25 мая. 19 часов 50 минут

Семен Петрущенко

Вертолет трепал воду, плескал льдинами, гнал ветер, надвигая на них темное пузо, из которого вываливалась лестница, похожая на кишку, а Семка плакал, плакал, захлебываясь, и нижняя губа его дрожала и тряслась, совсем как в детстве.

Не обращая внимания на треск винтов, не понимая, что он сможет их осилить, он кричал, надрывая голос, и две жилы надувались на шее, синея от натуги.

– Дя-а-адя! Ко-о-оля! – кричал Семка и повторял, исходя из сил: – Дя-а-дя! Ко-о-ля!

Память выбрасывала Семке мгновенные куски сегодняшнего дня, выплескивала секундные срезы времени, – вот они обедают, вот дядя Коля пляшет, а он подыгрывает ему на расческе, вот они борются со Славой, вот Слава стоит в воде, поддерживая шест с антенной, а он работает на ключе, – и эти всплески памяти ужасали его.

– Дя-адя! Ко-о-ля! – орал Семка в серую простынь, заменившую реку, берег, триангуляционную вышку, горизонт.

– Дя-адя!..

Но голос гремящей машины заглушал его хриплый крик, и, теряя власть над собой, ожесточаясь, не понимая, что делает, Семка перекинул из-за спины ружье.

Окоченевшие пальцы нащупали курки, он нажал на оба разом, пламя полыхнуло над головой. Но в последнее мгновенье ружье качнулось, отодвинувшись от вертолета.

Семка увидел возле своего лица округленные Валькины глаза.

Орелик смотрел непонимающе, отрешенно. Семка сумел разглядеть в его лице решимость и еще что-то неуловимое – это бывает, когда человек неожиданно проснулся и, хотя не понимает, где он, готов действовать.

Это Семка вспомнил позже.

А тогда закричал вертолету:

– Подлецы! Предатели!

Комментарии

Паводок. – Впервые в журнале «Юность», 1972, № 7 и 8. Под заглавием «Дни в конце мая» повесть опубликована также в книге: Осенняя ярмарка. Повести и рассказы. Новосибирск, Западно-Сибирское книжное издательство, 1972.

Сюжетная острота, напряженность коллизий, максимализм нравственных установок привлекли внимание подростков к повести. В монографии «Воспитание творческого читателя» (М., «Просвещение», 1981) приводится оценка восьмиклассницы: «Самая захватывающая, острая, психологически интересная повесть – „Паводок“. Она и по форме необычная. Здесь как бы следствие, разбирательство дела проводится на глазах читателя с включением его в действие следователя и в переживания каждого из героев… Главное – узнаешь о людях так много, что начинаешь судить о них иначе: не по внешней форме, не по одежке, не по умению говорить, не по внешней широте взглядов, не по демонстративному размаху, рассчитанному на показ, а по поступкам. Нет, и не по поступкам только, а по ситуации и действиям личности в данной ситуации».

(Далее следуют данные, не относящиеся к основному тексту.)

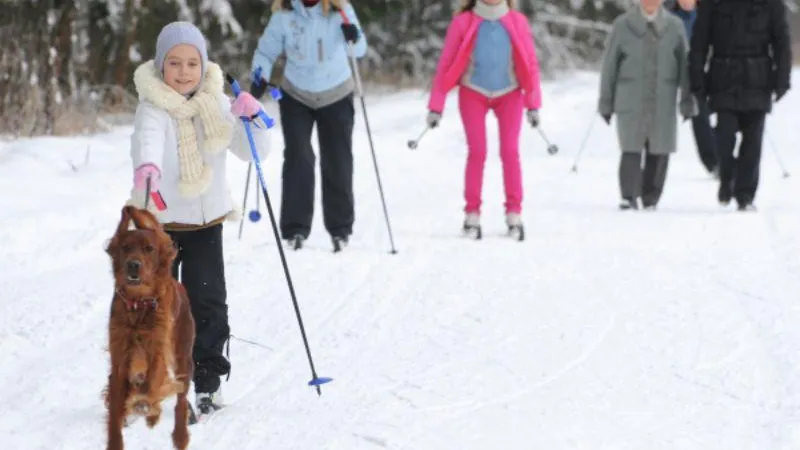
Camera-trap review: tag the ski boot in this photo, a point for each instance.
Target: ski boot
(296, 242)
(472, 226)
(207, 403)
(339, 243)
(515, 228)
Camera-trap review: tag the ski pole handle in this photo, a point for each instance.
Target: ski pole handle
(274, 92)
(268, 121)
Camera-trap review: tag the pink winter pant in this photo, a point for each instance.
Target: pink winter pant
(508, 110)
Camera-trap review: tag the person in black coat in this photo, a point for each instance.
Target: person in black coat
(686, 10)
(750, 62)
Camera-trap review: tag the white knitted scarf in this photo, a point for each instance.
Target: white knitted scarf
(491, 12)
(195, 175)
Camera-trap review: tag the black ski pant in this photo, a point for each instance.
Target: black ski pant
(201, 268)
(335, 134)
(738, 176)
(646, 182)
(704, 136)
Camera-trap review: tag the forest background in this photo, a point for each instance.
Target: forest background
(66, 66)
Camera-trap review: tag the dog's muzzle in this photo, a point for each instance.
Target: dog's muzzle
(132, 269)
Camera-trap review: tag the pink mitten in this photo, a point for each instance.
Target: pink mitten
(245, 105)
(141, 174)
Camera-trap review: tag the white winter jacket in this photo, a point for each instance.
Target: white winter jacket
(155, 141)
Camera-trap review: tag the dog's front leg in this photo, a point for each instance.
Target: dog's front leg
(161, 386)
(117, 393)
(137, 374)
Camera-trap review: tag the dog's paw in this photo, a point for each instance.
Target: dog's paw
(170, 388)
(138, 379)
(153, 420)
(141, 407)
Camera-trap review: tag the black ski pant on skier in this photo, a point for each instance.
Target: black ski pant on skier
(646, 181)
(334, 130)
(704, 136)
(739, 176)
(200, 267)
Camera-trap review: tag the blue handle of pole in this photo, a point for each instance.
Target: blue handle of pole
(268, 121)
(274, 92)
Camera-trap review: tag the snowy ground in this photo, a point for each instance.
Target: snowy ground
(678, 329)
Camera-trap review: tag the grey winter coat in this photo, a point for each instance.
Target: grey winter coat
(643, 68)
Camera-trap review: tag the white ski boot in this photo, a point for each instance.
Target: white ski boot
(472, 226)
(515, 228)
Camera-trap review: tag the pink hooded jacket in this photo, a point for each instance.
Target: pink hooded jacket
(457, 52)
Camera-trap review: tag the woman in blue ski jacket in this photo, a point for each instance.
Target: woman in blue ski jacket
(317, 88)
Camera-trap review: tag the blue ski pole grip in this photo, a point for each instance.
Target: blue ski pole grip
(268, 121)
(274, 91)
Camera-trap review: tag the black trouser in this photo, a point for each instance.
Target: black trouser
(335, 133)
(704, 136)
(202, 271)
(647, 182)
(739, 176)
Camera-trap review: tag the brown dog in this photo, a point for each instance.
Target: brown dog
(151, 329)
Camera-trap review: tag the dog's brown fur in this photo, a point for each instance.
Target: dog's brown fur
(151, 330)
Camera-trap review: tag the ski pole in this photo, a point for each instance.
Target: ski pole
(583, 144)
(413, 143)
(551, 148)
(359, 89)
(255, 214)
(777, 156)
(244, 202)
(316, 381)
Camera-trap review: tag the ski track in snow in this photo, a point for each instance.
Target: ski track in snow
(677, 329)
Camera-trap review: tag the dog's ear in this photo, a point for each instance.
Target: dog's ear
(122, 227)
(167, 252)
(145, 220)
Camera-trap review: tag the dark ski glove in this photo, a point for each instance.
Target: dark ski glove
(533, 117)
(433, 119)
(350, 32)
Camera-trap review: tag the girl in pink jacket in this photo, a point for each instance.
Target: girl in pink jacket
(489, 52)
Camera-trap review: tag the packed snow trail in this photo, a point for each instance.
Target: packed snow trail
(676, 329)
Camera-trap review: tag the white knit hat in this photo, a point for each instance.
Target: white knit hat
(177, 33)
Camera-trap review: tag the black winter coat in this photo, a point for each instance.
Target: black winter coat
(751, 54)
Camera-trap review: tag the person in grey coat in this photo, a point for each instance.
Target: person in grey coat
(645, 63)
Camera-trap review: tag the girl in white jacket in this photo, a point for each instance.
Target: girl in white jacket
(184, 124)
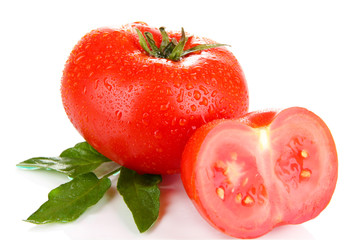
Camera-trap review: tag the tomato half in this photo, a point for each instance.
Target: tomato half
(139, 110)
(263, 170)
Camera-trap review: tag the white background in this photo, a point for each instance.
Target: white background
(293, 53)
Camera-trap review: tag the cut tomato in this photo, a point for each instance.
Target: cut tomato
(263, 170)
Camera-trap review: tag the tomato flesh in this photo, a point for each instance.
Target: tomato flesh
(249, 175)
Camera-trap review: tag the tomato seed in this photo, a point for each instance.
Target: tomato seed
(305, 173)
(233, 156)
(238, 198)
(304, 154)
(221, 193)
(248, 201)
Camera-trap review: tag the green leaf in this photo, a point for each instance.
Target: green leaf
(80, 159)
(68, 201)
(141, 195)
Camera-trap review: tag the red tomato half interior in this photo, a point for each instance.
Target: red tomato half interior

Анализируя написанные по «Паводку» сочинения учащихся 69-й московской школы, критик Л. Белая («Приговор в школьных тетрадках». – «Литературное обозрение», 1973, № 2) обратила внимание на то, что старшеклассников прежде всего увлек предметный разговор о нравственности: «В остроконфликтной ситуации каждый из героев стоит перед проблемой выбора: какое принять решение, как поступить?»

Особенно активную эмоциональную реакцию вызвала у юных читателей фигура Кирьянова. «Можно сказать, – писала Лена Т., – что эта повесть о печальных поступках человека, не имеющего, не чувствующего доброты к людям. Чем выше стоит человек на служебной лестнице, тем большую ответственность, и моральную и юридическую, он должен нести, так как тем шире круг не только его прав, но и его обязанностей». «Безнаказанность породила в Кирьянове, сильном и умном человеке, подлеца», – резюмирует свои выводы Ирина Б. Вопросами: «Почему Кирьянов не поинтересовался, как оснащена партия? Почему не придал значения радиограммам? Почему он передоверил все другим? Разве он не знал, что Храбриков – жулик, а Цветкова – слабая и бездарная?» – задается Александр Б. И отвечает: «Потому что он презирал людей! Он был равнодушен, а это, может быть, самое тяжкое, хотя и неподсудное преступление».

Повесть переведена на узбекский, чешский и французский языки.